What starting a fire can teach you about writing a good story
The initial spark
When I was in the cub scouts I wanted my fire starter badge (that might not have been the name of it, it was probably something to do with fire safety, but we just wanted to get a fire going). Being able to get a proper fire started seemed like the ultimate survival skill.
First I learned that you need a spark, and one way is to strike a high-carbon steel against a flint rock.
A story needs a spark of an idea, and one way to create this is to strike one idea against another. The two ideas need friction between them, the steel and the flint.
Jurassic Park is dinosaurs in a theme park.
Hannibal Lecter is highly cultured and a cannibal.
The Hunger Games is children who are gladiators.
There are many ideas around, as many as pebbles on the beach. Ideas are not the problem, the difficulty is in finding just the right pair of ideas that when struck together can create a sufficient spark.
Dry tinder
That initial spark has to then be directed against your tinder. You need something to catch that brief spark and create a small flame.
If you have a piece of flash paper you could get a very bright, brief, intense flame. This story equivalent is flash fiction, stories up to around 1000 words. They can be satisfying, but they are very brief.
If you want to create a longer story then you need something to build on that initial flame. You need some dry tinder. Green wood from a living tree is no good. You need some material that is dead, that has had time to dry out and is ready to rejoin the cycle of life.
In story terms, you are looking to build on the flame with some mature ideas. Something that has been niggling at you for a while and has had time to dry out. You are not looking for something spectacular here, just enough to keep the flame of the idea growing.
Let it build
The danger with your small flame that you have built up is that you now swamp it. Dumping a giant log on your fire will cut the oxygen to the heart of the fire and put it out.
With your story you must be careful not to dump a huge pile of exposition on your story early on. Let the flame dance and build with smaller pieces of narrative. There is a delicate balance. You need enough fuel to keep the fire going, but not so much that it is swamped.
Bonfire
You have a choice with how to build your bigger fire.
In England we celebrate bonfire night on 5th November when we remember Guy Fawkes trying to blow up the houses of parliament and burn an effigy of him on the fire. All good family fun!

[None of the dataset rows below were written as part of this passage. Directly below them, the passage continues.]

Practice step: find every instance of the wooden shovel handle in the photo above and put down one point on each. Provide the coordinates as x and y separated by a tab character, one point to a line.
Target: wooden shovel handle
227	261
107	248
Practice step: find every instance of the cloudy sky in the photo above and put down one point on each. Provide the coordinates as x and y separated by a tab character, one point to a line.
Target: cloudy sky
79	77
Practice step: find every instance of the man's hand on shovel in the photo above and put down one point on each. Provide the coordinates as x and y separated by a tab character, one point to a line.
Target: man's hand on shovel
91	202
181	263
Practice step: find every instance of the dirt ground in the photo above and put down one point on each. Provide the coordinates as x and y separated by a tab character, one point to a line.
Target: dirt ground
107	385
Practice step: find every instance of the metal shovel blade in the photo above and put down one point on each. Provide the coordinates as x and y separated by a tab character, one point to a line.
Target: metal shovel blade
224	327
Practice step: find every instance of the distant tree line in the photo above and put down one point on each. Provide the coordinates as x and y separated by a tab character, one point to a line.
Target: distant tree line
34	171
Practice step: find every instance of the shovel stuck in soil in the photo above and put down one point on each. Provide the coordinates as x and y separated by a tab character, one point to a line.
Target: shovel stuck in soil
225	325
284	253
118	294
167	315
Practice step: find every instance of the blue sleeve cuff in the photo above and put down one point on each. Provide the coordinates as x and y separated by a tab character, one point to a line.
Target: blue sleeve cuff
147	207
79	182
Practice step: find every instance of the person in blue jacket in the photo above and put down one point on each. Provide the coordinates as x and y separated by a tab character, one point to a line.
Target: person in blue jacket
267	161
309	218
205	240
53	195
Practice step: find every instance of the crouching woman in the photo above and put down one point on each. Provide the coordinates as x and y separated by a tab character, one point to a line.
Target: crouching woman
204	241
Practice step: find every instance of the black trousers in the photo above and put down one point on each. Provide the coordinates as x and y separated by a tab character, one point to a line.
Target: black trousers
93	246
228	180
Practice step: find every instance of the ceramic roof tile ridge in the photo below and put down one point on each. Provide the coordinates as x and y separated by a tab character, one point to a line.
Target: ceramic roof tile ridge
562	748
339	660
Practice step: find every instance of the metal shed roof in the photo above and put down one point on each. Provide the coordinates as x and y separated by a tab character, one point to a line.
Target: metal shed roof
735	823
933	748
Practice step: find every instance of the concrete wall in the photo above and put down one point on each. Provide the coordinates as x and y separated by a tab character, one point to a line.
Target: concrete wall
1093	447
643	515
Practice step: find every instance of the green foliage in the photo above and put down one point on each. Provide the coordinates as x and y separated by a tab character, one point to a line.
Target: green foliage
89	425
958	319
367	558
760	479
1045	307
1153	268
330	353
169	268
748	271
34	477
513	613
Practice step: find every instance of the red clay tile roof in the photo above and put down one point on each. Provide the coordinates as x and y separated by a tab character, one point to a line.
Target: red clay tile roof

For days beforehand we create a giant pile of flammable material into a huge cone, careful to make sure that the structure is sound and not likely to collapse in on itself.
A story built like this will have a planned structure before the writing begins. Once your flame is lit, you know that you have a structure that will keep it alight and material enough to burn.
There is also a danger here, however, that the fire will go out. Buried under all that material your flame might not be strong enough to survive. If that happens then you will have to pull the bonfire down and rebuild it. Sometimes when planning out every detail of a story, you find that you have lost the initial spark of the ideas that started the story in the first place.
Adding fuel to the fire
Alternatively you could build your fire as the flame grows. Once your tinder is alight you carefully add fuel to the fire. Starting with smaller twigs and branches, you add more as the flames build.
This is more like discovery writing. Letting the story build itself as you add more material. There is a danger here that, as the structure is not planned in advance, it could collapse in on itself, smothering the story. It is more likely that the fire might get out of hand and spread to areas you didn’t intend — the story might go off on tangents and be more difficult to control.
Keeping the flame alive
As the fire builds and burns brighter, the logs need to be packed tightly enough that it will keep going, but not so tight that there is no room for the fire to breathe.
Stories need variety in the pacing. The reader needs an opportunity to draw breath, some more reflective passages, gaps between the action.
Pass on the flame
As the fire burns at it brightest and then dies down, the embers may burn long into the night. Before the fire is extinguished completely, you might want to reserve an ember to start the next fire.
You hope that your story will stay with the reader long after they turn the last page. If you hope to write a series then you should make sure that you have left some embers burning at the end of the story that you can use to start the sequel.
In summary, thinking about a fire can help write a good story:
- Find two ideas that have friction between them to create the initial spark.
- Use mature ideas that have had time to dry out so they become good tinder for that spark.
- Don’t swamp your story with too much exposition early on, let it grow.
- Either build a solid story structure in advance, or add pieces carefully to your growing story. There are advantages and disadvantages to both approaches.
- Keep some more reflective spaces in your story between your high impact scenes to allow the story to breathe.
- If you want to write a series, make sure you leave some embers alight at the end of your first book and use them to start the next one.